19 Nasi prześladowcy są szybsi niż orły niebieskie; ścigają nas po górach i czyhają na nas na pustyni.
Prędsi są ci, którzy nas gonią, niż orły niebieskie; po górach nas gonią, na pustyniach czyhają na nas.
20 Oddech naszych nozdrzy, pomazaniec PANA, został schwytany w ich doły; o nim mówiliśmy: W jego cieniu będziemy żyć wśród pogan.
Tchnienie nozdrzy naszych, to jest pomazaniec Pański, pojmany jest w jamach ich, o którymeśmy mówili: W cieniu jego żyć będziemy między narodami.
21 Raduj się i wesel, córko Edomu, która mieszkasz w ziemi Us; przejdzie też do ciebie kielich, upijesz się i obnażysz.
Raduj się i wesel się córko Edomska! która mieszkasz w ziemi Hus; przyjdzie też do ciebie kubek, upijesz się, i obnażysz się.

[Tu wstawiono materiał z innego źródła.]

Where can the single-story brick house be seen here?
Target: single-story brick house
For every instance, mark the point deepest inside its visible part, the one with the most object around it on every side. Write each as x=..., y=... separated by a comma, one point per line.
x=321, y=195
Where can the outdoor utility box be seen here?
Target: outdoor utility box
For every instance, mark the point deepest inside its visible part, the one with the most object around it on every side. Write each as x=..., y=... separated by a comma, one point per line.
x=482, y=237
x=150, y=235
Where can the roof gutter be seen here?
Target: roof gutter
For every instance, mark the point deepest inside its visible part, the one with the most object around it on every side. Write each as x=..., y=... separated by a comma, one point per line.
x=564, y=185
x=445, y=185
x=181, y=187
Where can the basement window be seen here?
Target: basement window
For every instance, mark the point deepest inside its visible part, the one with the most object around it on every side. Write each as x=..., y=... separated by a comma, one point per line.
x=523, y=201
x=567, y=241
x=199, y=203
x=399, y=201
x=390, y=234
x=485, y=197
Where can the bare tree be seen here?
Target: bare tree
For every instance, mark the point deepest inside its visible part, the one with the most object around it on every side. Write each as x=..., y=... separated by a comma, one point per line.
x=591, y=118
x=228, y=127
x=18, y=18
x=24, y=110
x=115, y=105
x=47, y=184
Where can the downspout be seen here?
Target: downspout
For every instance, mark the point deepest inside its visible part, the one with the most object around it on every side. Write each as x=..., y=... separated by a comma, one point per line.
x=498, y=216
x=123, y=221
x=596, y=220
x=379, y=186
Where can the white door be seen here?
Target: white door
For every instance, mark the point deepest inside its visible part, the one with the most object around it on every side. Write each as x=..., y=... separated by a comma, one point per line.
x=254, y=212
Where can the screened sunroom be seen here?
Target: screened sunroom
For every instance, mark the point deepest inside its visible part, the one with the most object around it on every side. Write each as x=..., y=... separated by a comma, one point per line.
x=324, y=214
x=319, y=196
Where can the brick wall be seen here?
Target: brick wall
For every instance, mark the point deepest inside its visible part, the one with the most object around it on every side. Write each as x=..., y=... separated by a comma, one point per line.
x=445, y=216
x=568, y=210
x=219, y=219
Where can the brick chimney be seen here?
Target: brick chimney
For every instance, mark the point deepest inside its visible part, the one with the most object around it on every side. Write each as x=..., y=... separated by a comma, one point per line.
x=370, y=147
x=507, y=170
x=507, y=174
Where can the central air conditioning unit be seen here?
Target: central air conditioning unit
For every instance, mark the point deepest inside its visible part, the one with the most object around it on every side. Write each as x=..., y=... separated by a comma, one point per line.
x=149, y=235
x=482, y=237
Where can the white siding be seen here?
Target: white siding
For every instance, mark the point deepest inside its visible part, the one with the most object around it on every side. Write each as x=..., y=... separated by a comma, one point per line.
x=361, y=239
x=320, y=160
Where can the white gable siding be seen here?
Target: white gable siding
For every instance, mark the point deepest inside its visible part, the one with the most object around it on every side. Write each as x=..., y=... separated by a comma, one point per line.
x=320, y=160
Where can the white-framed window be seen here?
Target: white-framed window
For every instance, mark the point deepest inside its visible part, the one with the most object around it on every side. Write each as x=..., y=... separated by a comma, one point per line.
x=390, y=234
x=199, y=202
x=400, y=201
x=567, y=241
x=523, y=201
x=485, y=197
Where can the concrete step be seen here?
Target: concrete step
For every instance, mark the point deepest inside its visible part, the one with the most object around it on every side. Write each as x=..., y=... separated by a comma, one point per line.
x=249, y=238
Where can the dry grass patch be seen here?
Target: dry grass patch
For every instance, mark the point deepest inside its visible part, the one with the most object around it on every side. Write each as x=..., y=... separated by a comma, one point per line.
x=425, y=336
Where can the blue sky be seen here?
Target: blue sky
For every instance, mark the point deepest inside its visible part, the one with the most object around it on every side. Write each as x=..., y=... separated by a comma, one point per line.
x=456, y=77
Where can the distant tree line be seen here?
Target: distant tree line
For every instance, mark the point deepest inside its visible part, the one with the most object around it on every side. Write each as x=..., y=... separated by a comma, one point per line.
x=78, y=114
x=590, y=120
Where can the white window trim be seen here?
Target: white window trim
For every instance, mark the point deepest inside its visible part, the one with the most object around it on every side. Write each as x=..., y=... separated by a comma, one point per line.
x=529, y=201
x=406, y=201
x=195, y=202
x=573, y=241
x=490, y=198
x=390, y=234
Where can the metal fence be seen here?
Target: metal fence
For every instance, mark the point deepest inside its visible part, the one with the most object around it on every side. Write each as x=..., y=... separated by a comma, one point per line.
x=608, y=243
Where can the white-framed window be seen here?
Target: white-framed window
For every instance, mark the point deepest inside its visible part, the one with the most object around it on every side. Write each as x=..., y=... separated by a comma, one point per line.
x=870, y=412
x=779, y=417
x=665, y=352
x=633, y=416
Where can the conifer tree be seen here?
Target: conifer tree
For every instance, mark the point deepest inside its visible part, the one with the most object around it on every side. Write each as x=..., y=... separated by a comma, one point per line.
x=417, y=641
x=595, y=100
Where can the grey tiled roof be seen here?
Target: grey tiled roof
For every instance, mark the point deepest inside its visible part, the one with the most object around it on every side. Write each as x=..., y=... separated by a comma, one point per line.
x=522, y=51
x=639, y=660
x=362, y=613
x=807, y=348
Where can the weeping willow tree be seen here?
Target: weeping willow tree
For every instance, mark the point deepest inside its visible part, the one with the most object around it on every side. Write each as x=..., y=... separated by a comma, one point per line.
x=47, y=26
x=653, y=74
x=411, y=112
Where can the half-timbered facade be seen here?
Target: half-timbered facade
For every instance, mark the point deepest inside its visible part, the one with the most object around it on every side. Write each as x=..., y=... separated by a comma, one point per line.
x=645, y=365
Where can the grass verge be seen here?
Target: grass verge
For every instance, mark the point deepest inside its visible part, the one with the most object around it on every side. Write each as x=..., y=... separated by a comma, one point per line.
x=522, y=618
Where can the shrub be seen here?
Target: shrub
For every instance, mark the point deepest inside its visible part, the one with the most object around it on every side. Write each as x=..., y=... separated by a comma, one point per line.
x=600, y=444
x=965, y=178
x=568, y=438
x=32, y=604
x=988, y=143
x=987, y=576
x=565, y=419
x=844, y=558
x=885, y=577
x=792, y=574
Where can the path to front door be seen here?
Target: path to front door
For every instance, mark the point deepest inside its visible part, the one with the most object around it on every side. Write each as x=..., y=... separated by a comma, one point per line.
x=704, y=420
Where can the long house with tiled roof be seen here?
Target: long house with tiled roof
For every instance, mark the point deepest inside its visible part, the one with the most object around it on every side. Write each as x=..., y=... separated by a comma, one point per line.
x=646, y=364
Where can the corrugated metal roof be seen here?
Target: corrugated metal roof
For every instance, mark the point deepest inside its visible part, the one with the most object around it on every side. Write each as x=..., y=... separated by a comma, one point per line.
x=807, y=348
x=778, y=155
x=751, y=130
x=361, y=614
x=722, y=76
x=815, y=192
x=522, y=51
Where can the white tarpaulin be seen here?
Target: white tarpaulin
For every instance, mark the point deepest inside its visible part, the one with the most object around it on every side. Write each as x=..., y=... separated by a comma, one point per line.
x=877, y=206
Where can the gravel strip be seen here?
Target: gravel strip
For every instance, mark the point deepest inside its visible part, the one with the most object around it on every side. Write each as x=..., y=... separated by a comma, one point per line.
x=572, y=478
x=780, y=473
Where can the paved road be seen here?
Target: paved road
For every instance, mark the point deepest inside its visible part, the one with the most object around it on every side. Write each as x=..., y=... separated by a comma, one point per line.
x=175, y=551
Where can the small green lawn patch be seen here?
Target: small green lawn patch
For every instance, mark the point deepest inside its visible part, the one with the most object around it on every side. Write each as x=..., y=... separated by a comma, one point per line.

22 Skończyła się twoja kara, o córko Syjonu; [on] nie będzie cię dłużej trzymał na wygnaniu. Nawiedzi twoją nieprawość, córko Edomu, i odkryje twoje grzechy.
Wzięło koniec karanie twoje, o córko Syońska! nie zaniecha cię Bóg dłużej w pojmaniu twojem; ale twoję nieprawość nawiedzi, o córko Edomska! a odkryje grzechy twoje.